TWEAK-induced fibroblasts polarize primary monocytes. (A–C) Representative flow cytometry plots showing the frequency of CD90^high and CD90^low (A), CCR2^high and CCR2^low (within CD90^low, B) and CD16^high, CD16^int and CD16^low (within CD90^low/CCR2^high) primary monocytes cultured alone (with or without TWEAK) or in direct coculture with vehicle- or TWEAK-treated fibroblasts. The color map overlay in (B) represents the CD16 fluorescence intensity. (D) Quantification of relative frequency of CD16^int and CD16^high subpopulations (CD16^int/high) normalized to 50,000 CD90⁻/CCR2^high events. (E) Representative flow cytometry plots showing the frequency of TREM-1^high monocytes (within CD90^low/CCR2^high) cocultured with vehicle- or TWEAK-treated fibroblasts. (F) Quantification of TREM-1^high cells in (E) normalized to 50,000 CD90⁻/CCR2^high events. (G) ELISA of CXCL1 and CXCL10 in supernatants from vehicle- or TWEAK-treated fibroblast in monoculture or coculture with monocytes.
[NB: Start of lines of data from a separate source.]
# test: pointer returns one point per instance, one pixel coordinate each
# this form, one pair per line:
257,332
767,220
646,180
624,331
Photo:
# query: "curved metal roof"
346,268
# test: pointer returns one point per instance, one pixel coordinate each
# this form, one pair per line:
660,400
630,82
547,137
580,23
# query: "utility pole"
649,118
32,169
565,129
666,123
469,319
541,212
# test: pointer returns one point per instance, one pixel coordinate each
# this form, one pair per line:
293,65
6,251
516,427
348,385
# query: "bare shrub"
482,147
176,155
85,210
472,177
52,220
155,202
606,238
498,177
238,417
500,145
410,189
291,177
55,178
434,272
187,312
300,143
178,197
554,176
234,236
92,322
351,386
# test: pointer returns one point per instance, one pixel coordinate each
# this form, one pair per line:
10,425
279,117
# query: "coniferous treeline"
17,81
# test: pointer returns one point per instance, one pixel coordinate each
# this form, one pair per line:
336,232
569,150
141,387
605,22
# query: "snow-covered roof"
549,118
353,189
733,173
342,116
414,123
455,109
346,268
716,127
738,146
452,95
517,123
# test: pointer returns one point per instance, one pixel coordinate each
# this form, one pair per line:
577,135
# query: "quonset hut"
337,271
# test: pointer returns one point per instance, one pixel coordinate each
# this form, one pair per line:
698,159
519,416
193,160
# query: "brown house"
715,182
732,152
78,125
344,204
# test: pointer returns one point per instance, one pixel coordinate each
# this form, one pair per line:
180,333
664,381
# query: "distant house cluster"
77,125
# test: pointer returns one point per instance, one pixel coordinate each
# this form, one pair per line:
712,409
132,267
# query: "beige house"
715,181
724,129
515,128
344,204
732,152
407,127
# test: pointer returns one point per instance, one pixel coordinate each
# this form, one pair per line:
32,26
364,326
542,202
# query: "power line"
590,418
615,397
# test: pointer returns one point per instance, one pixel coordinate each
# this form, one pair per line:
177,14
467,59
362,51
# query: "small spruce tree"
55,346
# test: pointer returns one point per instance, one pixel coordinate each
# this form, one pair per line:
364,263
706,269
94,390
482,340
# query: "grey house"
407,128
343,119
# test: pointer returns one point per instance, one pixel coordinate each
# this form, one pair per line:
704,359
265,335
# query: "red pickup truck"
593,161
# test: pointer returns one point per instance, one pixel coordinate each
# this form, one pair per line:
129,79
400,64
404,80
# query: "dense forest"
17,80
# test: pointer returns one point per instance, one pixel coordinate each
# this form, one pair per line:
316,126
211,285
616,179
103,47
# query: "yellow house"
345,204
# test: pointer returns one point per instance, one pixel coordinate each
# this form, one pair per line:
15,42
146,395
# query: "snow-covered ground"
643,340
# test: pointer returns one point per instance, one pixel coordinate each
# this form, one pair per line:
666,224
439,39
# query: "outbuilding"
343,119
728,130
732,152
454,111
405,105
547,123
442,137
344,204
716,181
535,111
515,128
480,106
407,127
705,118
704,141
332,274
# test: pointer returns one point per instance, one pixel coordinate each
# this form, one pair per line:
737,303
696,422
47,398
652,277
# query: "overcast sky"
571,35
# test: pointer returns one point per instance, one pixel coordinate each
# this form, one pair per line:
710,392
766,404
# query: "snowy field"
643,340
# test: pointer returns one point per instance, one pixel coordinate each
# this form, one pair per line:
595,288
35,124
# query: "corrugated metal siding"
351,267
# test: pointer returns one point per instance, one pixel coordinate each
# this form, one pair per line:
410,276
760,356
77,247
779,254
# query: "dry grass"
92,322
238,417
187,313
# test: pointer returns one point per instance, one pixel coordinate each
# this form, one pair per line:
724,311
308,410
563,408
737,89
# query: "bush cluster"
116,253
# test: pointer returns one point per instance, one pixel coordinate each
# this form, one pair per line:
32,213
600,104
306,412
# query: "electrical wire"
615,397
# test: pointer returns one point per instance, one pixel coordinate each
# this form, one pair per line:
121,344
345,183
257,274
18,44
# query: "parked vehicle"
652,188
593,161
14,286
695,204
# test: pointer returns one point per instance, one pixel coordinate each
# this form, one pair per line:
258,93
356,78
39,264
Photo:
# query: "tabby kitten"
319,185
Individual data points represent independent experiments (n ≥ 3). *p < 0.05, **p < 0.01. ns, not significant.

FIGURE 6.

Noncanonical NF-κB regulates the interaction between TWEAK-primed fibroblasts and monocytes. (A) String analysis depicting K-means clustering of common genes between TWEAK-upregulated and S4 transcriptomes, illustrating a cluster associated with inflammatory signaling via NF-κB. (B) Representative immunoblot and densitometry analysis for p100/p52 in whole-cell lysates from human colonic fibroblasts treated with vehicle or TWEAK for 1, 4, 24, and 48 h. (C) Quantification of surface expression of VCAM-1 and ICAM-1 by flow cytometry in fibroblasts treated with vehicle or TWEAK in the presence of the NIK inhibitor (NIK SMI1). (D) Quantification of CCL2 secretion (ELISA) by fibroblasts treated with vehicle or TWEAK in the presence of the NIK inhibitor. (E) Representative flow cytometry plots showing the frequency of CD14^high THP-1 cells in cocultures with fibroblasts treated with vehicle or TWEAK in the presence of the NIK inhibitor. (F) Quantification of the population frequency in (E) normalized to 50,000 live events. Individual data points represent independent experiments (n ≥ 3). Symbols represent two different strains of human primary colonic fibroblasts: CCD-18Co (○) or PB-H-6231 (▽). *p < 0.05, **p < 0.01, ***p < 0.001, ****p < 0.0001. ns, not significant.